Read depth techniques

A key advantage of read depth techniques is there ability to detect SV within highly repetitive regions of the genome, as “paired-end mapping frequently cannot unambiguously assign end sequences in duplicated regions, making it impossible to distinguish allelic and paralogous variation.” (Alkan, Kidd et al. 2009).

MrFAST

MrFAST (micro-read fast alignment search tool) is a tool designed to detect CNV using second generation sequence data.  It is also the most popular SV tool described in this review, having been cited by 103 papers as of October 2011.  There is also an additional version called “DrFast” which is designed for SOLiD color-space data.

Operation
MrFAST attempts to align the raw reads to a reference genome, much like aligners such as BioScope or MAQ.   However MrFAST differs in two key details.  Firstly, it does not attempt to map the full reads, instead breaking a read up into k-mers (with a default length of 12), which are then aligned.  Secondly, most aligners when faced with a read that matches multiple loci within the genome will select a loci at random.  MrFAST on the other hand will map the read to all matching loci in order to reduce variability.  Additionally MrFAST also tracks the “edit distance” for each read at each loci to both reduce the impact of sequencing error and also to enable the calling of SNPs, which is important in determining whether a called copy is actually functional or not.(Alkan, Kidd et al. 2009)

Validation
The results called by MrFAST were validated using Array-CGH and FISH Analysis.
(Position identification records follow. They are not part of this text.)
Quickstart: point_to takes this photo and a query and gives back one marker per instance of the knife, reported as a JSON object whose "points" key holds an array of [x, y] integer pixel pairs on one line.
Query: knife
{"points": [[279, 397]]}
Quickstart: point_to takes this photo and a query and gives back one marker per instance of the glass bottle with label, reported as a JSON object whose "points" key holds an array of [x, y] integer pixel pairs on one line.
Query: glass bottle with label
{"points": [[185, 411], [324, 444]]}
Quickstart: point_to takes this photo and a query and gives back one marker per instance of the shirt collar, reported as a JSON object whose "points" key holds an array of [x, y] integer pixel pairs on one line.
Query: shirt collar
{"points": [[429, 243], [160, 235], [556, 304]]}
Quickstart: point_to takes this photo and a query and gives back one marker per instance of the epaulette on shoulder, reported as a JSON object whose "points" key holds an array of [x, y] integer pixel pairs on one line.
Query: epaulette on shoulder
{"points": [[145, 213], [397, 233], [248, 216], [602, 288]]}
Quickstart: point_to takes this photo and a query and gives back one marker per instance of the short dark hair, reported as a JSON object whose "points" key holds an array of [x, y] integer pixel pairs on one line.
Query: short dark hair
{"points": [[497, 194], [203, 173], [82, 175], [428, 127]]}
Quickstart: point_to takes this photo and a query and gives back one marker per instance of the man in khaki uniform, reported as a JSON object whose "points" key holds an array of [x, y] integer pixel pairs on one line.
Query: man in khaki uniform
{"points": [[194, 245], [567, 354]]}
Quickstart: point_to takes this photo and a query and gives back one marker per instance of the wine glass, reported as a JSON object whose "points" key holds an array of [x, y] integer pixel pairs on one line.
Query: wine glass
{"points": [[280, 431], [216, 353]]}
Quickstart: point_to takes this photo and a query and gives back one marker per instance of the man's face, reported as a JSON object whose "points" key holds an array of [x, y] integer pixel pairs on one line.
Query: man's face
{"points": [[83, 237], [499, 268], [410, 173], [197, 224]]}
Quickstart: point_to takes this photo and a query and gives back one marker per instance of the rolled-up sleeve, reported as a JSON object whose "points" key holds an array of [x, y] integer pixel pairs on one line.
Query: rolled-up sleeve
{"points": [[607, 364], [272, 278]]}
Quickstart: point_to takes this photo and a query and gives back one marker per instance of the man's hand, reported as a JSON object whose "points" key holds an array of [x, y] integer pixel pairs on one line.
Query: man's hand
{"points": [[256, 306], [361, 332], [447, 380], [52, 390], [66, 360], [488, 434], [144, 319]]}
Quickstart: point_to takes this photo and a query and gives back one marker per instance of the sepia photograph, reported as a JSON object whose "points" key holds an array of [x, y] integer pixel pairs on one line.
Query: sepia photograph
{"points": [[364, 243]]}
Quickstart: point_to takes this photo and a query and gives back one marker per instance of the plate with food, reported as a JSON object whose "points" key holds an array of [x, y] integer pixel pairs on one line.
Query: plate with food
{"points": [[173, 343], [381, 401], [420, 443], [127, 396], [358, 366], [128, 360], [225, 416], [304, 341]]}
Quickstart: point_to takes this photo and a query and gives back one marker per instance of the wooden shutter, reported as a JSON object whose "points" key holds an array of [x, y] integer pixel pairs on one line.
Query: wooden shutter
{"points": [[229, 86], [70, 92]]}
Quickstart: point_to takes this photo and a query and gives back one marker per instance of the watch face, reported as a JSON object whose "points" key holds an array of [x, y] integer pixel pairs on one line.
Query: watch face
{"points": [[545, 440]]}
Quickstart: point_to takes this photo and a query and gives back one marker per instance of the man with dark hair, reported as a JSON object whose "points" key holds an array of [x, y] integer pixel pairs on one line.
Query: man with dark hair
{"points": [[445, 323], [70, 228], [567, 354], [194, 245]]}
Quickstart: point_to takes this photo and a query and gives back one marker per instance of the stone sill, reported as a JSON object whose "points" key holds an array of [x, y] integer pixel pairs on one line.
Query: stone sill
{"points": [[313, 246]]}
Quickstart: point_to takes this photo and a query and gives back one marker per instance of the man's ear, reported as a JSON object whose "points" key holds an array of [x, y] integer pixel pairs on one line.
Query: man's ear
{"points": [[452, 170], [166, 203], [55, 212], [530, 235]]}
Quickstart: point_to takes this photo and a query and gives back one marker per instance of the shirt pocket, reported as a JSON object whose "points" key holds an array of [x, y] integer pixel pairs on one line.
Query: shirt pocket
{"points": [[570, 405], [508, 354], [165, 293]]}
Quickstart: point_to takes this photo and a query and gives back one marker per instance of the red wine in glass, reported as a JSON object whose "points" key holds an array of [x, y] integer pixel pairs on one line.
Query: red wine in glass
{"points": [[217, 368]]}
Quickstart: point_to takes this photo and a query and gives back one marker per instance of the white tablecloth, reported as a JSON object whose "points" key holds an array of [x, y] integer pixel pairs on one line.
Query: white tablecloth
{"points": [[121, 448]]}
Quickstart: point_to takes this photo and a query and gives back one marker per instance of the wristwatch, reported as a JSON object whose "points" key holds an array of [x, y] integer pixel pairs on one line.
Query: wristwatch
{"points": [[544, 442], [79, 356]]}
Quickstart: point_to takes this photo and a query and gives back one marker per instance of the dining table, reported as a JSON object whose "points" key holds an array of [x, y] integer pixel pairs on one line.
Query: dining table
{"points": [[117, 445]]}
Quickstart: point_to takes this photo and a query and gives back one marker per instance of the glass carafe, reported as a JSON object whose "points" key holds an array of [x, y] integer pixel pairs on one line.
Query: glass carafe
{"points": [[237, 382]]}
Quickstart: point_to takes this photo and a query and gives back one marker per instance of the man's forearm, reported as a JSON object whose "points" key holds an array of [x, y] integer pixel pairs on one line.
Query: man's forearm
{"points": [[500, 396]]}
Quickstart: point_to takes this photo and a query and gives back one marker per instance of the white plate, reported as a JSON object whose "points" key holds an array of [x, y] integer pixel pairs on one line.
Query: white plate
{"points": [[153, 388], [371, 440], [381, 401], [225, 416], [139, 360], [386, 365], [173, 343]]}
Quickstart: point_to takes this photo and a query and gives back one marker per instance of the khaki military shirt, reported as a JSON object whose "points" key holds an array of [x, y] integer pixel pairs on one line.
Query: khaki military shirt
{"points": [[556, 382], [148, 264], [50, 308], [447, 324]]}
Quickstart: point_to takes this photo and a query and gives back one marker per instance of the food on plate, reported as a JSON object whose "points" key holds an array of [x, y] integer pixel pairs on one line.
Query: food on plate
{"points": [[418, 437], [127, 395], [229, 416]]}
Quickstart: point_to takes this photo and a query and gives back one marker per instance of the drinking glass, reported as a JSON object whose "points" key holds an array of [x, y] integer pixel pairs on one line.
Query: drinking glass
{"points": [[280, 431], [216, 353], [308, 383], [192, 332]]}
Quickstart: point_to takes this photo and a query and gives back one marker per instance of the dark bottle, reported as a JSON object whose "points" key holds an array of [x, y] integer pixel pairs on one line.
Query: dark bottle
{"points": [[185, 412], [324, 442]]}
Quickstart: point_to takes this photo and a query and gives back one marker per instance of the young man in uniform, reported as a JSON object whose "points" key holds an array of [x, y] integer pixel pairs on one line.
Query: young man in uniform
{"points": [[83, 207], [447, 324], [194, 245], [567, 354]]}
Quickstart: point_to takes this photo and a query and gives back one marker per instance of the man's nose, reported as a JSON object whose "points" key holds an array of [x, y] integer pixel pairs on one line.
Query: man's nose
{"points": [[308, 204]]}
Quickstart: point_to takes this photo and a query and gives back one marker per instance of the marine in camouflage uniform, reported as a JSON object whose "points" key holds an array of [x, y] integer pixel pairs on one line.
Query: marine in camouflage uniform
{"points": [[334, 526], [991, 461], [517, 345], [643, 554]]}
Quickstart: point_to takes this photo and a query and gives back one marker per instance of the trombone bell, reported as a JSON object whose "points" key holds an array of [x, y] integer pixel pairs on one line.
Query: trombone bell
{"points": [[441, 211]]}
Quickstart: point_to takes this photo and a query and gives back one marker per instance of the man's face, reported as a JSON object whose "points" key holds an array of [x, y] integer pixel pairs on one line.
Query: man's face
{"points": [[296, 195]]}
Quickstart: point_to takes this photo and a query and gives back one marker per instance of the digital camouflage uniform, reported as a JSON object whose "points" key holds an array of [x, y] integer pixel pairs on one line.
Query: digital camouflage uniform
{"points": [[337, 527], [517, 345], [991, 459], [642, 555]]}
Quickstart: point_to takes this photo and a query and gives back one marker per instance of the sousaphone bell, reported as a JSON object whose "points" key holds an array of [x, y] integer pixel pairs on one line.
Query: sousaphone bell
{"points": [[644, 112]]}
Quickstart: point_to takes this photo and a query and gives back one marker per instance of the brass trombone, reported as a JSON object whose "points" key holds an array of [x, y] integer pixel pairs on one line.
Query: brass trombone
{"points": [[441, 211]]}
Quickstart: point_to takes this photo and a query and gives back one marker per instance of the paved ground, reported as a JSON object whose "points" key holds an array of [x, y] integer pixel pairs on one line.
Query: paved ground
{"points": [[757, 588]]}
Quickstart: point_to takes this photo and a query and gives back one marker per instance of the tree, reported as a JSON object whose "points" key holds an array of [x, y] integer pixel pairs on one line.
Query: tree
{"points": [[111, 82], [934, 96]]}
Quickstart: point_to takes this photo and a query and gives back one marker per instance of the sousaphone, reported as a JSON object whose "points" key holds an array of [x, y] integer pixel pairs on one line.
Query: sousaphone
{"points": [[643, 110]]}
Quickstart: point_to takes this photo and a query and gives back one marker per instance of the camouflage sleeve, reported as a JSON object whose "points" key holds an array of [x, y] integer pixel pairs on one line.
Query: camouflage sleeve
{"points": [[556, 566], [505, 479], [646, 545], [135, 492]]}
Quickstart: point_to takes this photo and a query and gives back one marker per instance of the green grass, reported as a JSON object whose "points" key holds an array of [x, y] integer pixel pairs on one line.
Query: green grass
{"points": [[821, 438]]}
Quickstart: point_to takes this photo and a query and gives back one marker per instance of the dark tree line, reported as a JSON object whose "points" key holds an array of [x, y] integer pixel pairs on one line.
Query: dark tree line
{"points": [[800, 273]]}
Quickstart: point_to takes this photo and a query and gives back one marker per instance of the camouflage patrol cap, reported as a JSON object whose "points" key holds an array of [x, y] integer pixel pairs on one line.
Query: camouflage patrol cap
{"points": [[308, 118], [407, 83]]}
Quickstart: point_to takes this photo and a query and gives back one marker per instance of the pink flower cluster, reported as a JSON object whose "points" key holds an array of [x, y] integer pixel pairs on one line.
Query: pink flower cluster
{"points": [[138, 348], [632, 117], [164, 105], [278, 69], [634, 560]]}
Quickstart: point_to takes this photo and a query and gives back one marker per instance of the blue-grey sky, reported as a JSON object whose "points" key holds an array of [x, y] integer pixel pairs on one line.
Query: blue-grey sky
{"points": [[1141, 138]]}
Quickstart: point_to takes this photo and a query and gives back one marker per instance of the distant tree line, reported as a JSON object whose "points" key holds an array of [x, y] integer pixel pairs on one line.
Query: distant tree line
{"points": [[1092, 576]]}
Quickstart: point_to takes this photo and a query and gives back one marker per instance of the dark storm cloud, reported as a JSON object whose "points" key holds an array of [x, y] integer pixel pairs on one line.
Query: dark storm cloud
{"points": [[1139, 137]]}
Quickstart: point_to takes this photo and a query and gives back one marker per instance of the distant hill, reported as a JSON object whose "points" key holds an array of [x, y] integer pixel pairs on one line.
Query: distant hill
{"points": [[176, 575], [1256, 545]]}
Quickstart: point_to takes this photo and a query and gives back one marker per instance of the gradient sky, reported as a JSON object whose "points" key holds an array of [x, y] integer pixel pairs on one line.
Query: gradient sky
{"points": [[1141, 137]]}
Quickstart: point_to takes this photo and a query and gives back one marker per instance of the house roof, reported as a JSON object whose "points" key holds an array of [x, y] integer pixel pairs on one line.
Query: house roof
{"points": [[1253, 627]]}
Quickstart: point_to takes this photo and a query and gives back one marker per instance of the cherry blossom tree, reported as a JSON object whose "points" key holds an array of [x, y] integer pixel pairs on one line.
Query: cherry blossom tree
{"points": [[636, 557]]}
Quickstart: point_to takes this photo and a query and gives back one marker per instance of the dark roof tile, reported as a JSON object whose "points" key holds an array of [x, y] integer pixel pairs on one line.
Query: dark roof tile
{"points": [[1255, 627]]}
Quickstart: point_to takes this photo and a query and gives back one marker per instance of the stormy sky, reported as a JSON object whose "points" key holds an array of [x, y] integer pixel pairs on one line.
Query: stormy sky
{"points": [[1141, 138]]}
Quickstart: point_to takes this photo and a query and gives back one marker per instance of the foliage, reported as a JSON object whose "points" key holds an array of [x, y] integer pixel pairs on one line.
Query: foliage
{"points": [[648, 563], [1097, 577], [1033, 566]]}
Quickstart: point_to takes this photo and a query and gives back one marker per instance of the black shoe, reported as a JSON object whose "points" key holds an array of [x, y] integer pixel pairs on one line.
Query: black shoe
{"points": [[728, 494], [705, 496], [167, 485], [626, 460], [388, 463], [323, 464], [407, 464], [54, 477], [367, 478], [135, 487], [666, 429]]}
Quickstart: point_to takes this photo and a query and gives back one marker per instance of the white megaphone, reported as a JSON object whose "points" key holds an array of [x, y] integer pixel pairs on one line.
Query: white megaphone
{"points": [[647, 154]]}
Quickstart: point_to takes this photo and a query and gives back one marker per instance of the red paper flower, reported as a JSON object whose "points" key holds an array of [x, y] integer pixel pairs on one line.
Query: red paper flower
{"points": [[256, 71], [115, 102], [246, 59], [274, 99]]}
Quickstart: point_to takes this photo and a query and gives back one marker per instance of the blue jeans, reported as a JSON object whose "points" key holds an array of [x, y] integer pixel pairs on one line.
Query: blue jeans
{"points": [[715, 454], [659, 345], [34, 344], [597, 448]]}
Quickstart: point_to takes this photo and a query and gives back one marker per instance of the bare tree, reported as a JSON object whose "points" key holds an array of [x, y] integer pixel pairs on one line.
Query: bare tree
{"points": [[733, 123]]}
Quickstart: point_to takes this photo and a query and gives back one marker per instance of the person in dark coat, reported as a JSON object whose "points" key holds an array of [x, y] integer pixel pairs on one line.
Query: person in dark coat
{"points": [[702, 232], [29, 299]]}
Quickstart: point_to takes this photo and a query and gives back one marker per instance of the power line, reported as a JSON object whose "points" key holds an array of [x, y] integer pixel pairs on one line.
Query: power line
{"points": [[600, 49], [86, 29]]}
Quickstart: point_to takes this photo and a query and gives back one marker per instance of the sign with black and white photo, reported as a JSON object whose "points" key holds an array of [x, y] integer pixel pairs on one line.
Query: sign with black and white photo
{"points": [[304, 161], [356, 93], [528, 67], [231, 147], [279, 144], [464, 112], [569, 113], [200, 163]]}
It is difficult to quantify the success rates of the Array-CGH validation as they only sought to validate those called duplication intervals that were not shared across all three of their samples, in which case they found a validation rate of 68%.  They also used FISH analysis to validate 11 duplicated loci that were different between two of their samples, finding the FISH results to be “highly consistent with the absolute copy number predicted by MrFAST” (Alkan, Kidd et al. 2009).

 

 

CNV-Seq

CNV-Seq uses a different model to MrFAST, in that rather than seeking to detect the absolute number of copies, CNV-Seq uses a comparative technique enabling the detection of differences between two samples.  This is of particular interest for cancer data where we have two sample, tumour and normal and the primary interest is in the differences.

Operation
Both samples are aligned to a reference genome.  Using a sliding window, the read depth of each window is calculated for each sample.  The read depth distributions are compared using a Poisson model (using a normal approximation) that enables the calculation of a probability that the difference is the result of random chance (Xie and Tammi 2009).

Validation
Calls made by CNV-Seq were validated against the low-coverage genomes of Dr Craig Venter and Dr J Watson (at 7.5x and 7.4x coverage), with the results compared to known regions achieving a 50% overlap of known regions.  Results were also compared to a-CGH micro-array experiments with the majority of calls not being validated, however this was seen as evidence of the superiority of the sensitivity of the CNV-Seq technique.

 


 

Split read techniques
Split read techniques attempt to locate the exact junction of a break point by looking for reads which have “hard clips”, which is to say that a large portion of the read maps to the reference genome, but the remaining section does not.  One possible explanation for a hard clip is that their is a structural variation in the region that the read spans. Thus part of the read may map to one loci, and the remaining hard clipped region may map to another - providing evidence of a structural variation.

This technique requires long reads (the CREST algorithm requires reads of > 75bp in length (Wang, Mullighan et al. 2011)) to be effective.  With shorter reads, the hard-clipped region is typically very short, meaning that it may map to a very large number of regions within the genome making it impossible to detect the secondary loci.